Thursday, June 18, 2009

Steroids in baseball? Man, that's old news!

Everyone remembers where they were when Mark McGwire broke Roger Maris's single season home run record in 1998. That summer, Big Mac and Slammin Sammy Sosa brought the fans back to baseball in droves and made the sport relevant again. Very timely for a sport that had lost a significant portion of it's fan base when a labor dispute led to the cancellation of the 1996 World Series. That's right, a CANCELED World Series! Baseball had long been known as "The National Pastime", but many feel the NFL has stripped them of that title. The NFL has brilliantly marketed their product and through that, gave their players the same type of iconic status that baseball had given to Aaron, Ruth, and Mays. There was a changing of the guard. How could baseball keep up? More importantly, how could owners continue to make money? The answer was as simple as a universal truth: "Chicks dig the long ball".

The strike in 1996 was the catalyst for MLB owners to turn a blind eye to some obvious cheating. MLB's inability to police themselves caused this problem to grow exponentially. By the late 1990's the actual number of players on "the juice" grew by the week. Once players saw the country embrace the "Chase for History" in Summer of 98, why wouldn't they feel like it was acceptable and even necessary. But I'm not sure if they (MLB owners and the Commissioner) wouldn't do just a few things differently if they had another chance. The fall-out from this era can be felt on nightly broadcasts of Sportscenter and on sports talk-radio all over the country. It became obvious to anyone with common sense that the games biggest stars had cheated.
So what did MLB lose by turning a blind eye to 'roids for the sake of filling seats? Well for starters, the record book is now a joke. The most hallowed records in the game, the single season home run mark and the all-time home run mark, now belong to an accused and federally indicted steroid user in Barry Bonds. You also had the Mitchell Report released in 2008 which led to Roger Clemens looking like a complete knucklehead on Capitol Hill. He was literally lying through his teeth. The biggest names in the game made this list. Bonds, Clemens, McGwire, Rafael Palmeiro, Sammy Sosa, and the most heart-breaking of all, Benito Santiago (OK not really). It's really hard to say who looked worse. Clemens straight up lying, McGwire not wanting to talk about the past, or Sammy Sosa's sudden need for the help of an interpreter.

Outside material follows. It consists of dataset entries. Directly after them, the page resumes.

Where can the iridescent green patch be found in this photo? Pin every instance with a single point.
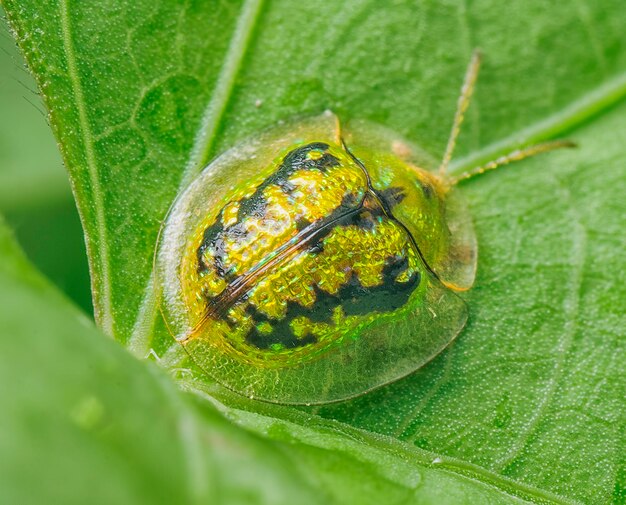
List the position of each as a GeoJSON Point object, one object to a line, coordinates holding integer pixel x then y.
{"type": "Point", "coordinates": [315, 263]}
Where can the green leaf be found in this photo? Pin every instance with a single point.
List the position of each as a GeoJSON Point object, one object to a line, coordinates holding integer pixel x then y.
{"type": "Point", "coordinates": [30, 166]}
{"type": "Point", "coordinates": [83, 421]}
{"type": "Point", "coordinates": [143, 94]}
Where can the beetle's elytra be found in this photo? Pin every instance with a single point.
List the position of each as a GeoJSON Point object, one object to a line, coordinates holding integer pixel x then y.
{"type": "Point", "coordinates": [319, 261]}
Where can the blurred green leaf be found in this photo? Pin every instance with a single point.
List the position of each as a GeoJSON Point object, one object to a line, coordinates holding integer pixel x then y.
{"type": "Point", "coordinates": [143, 94]}
{"type": "Point", "coordinates": [82, 421]}
{"type": "Point", "coordinates": [35, 194]}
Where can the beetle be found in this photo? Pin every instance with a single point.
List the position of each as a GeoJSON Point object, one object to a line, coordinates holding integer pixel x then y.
{"type": "Point", "coordinates": [318, 261]}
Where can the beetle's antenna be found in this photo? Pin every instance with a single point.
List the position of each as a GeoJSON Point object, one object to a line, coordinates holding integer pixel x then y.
{"type": "Point", "coordinates": [518, 154]}
{"type": "Point", "coordinates": [463, 103]}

If you think that the owners and the MLB front office, including commissioner Bud Selig weren't aware this was happening, you are delusional. Typically people don't put on 40 or 50 lbs of muscle mass in their late thirties. Now keep in mind, this problem goes back even before Canseco and McGwire were hanging out in the late 80's, injecting each other in a dingy bathroom stall at the Oakland Coliseum. Steroids have always been around, but it didn't hit mainstream acceptability in baseball until the mid-nineties. Bottom line is we will never know how many players actually took juice. However, with no testing in place for so long and the acceptance of 'roids in the culture of baseball, the numbers may be staggering. Mr. Rat, Jose Canseco puts that number at around 75% in the "Golden Age of Steroids".

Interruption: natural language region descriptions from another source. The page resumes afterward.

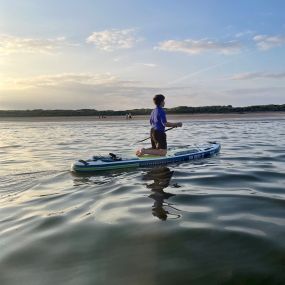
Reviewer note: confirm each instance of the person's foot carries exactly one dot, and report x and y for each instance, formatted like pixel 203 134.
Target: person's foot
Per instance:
pixel 140 152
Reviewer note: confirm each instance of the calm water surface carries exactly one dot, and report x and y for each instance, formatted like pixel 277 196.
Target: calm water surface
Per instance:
pixel 214 221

When it was reported earlier this month that Sammy Sosa tested positive for juice in 2003, it was framed on ESPN as "breaking news". Hardly. Baseball won't be able to put this behind them anytime soon and the owners and Bud Selig have themselves to blame. They sacrificed integrity to put butts in seats and make some cash. And as long as baseball icons like Manny Ramierez keep testing positive for juice, this problem isn't going away. What about the record book? What about the Hall of Fame eligibility of accused steroid users? Bud Selig would be well served to make some kind of ruling on this, however controversial. It would appear if it is left to the Sports Writers, if you are presumed dirty, you aren't going to the HOF. Just ask Big Mac. Once Barry Bonds "officially" retires, he and Clemens will be on the clock counting down to when they become eligible for the HOF. Once thought to be HOF locks, they now appear to be long-shots. Hey Commish, rap your arms around this thing. You made your bed, now lie in it. Bottom line, if the media insists on revealing steroid users one at a time, this is going to be an even longer process. Won't that be exiting! Not really.